Heptacodium miconioides, also known as seven sons flower, is a large shrub growing about 15-20 feet tall and is quite hardy. It is a relatively new plant to cultivation. It has white flowers that bloom simultaneously with my sweet autumn clematis vine. After the flowers fade, it has a second "bloom" of reddish purple drupes crowned with showy calyxes which elongate after the flowers bloom. The bark is whitish gray and peels off in long strips.

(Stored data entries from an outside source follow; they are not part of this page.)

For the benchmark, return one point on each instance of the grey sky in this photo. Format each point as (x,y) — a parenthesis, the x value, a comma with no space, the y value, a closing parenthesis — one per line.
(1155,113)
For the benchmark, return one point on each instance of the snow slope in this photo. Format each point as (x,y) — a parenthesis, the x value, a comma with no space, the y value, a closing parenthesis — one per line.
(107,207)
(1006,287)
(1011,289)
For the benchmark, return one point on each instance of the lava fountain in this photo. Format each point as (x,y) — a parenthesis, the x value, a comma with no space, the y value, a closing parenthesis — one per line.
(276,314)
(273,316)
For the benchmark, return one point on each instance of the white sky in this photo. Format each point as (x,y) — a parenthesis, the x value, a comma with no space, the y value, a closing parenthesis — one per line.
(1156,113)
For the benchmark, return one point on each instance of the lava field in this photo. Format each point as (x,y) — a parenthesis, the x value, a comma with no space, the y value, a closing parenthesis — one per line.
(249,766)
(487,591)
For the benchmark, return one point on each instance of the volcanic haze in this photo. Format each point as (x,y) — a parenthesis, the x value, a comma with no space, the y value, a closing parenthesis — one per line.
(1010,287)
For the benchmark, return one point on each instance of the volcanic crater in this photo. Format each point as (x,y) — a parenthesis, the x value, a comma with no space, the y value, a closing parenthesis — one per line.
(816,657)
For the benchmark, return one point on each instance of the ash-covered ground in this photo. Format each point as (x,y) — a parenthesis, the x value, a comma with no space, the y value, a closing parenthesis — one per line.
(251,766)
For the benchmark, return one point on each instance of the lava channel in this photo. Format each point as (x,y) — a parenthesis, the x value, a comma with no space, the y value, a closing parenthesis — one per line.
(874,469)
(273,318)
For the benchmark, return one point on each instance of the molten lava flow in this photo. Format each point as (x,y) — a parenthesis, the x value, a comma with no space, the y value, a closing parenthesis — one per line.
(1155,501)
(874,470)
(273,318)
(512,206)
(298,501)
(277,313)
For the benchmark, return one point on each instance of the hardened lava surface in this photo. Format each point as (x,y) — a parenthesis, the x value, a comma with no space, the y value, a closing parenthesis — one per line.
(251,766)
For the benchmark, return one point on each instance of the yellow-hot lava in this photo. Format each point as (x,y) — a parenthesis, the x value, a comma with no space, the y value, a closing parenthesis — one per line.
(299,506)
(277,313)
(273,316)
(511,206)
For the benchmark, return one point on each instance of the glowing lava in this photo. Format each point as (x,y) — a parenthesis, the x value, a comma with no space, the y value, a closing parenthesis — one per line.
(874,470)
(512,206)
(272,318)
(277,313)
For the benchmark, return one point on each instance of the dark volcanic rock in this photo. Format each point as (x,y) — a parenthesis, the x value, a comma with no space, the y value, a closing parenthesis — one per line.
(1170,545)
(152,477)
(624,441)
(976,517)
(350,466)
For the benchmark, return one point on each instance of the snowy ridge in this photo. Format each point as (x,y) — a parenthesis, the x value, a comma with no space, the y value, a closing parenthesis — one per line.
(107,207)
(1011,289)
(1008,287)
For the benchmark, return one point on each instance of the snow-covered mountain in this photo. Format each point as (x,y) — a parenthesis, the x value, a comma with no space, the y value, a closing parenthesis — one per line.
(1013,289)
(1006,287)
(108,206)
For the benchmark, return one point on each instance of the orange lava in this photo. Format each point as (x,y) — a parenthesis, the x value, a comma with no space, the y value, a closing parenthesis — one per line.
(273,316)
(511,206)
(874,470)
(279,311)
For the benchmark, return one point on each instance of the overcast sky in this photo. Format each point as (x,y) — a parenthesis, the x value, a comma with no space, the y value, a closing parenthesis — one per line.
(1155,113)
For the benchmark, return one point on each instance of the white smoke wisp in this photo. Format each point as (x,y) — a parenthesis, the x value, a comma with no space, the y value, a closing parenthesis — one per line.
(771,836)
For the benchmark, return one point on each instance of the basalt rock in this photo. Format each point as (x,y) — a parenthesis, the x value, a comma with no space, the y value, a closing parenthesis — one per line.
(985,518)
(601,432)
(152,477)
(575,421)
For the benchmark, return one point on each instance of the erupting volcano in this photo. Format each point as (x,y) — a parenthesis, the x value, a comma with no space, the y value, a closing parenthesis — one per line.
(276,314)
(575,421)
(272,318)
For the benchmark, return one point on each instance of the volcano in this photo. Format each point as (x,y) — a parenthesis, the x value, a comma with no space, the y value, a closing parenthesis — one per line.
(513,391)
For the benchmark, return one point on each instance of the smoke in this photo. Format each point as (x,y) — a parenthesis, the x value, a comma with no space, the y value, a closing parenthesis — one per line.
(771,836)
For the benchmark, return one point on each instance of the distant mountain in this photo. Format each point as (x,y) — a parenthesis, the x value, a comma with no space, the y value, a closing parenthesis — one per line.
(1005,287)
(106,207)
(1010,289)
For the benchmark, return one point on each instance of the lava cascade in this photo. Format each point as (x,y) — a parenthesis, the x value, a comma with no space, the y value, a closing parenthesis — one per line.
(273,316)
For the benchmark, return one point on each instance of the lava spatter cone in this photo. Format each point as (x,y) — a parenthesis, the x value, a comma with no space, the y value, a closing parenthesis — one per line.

Cornus officinalis is a little known member of the dogwood family. It is closely related to Cornus mas and has yellow flowers around the time the forsythias bloom in April. The have large red edible fruit in autumn. The tart fruit can be used to make a delicious jelly. My tree is just taking off and I look forward to the year when I will be able to harvest enough berries to make preserves. The bark is considered more handsome than that of Cornus mas. It has a mixture of oranges, grays and browns and slowly exfoliates in small curlicues.
Thursday, January 7, 2010
Sunday, January 3, 2010
Copyright Lillian Stokes 2009
This is a photograph taken of my garden from our bedroom window last August. The garden is about a half of an acre and is situated on a hill. It is terraced on three levels. The top level opens up to the street and has a rather hot color scheme. I think of it as a garden designed for the pleasure of the passer by. The middle level is enclosed by a yew hedge and has a grey color theme (it is the garden in Lillian's photograph). It has a view of Mt. Monadnock in the distance and opens out from the terrace and is private. The lower garden is very much a work in progress and will be a "wild garden". It is composed of woodland plants that feel as if they belong in New England but are not necessarily native plants.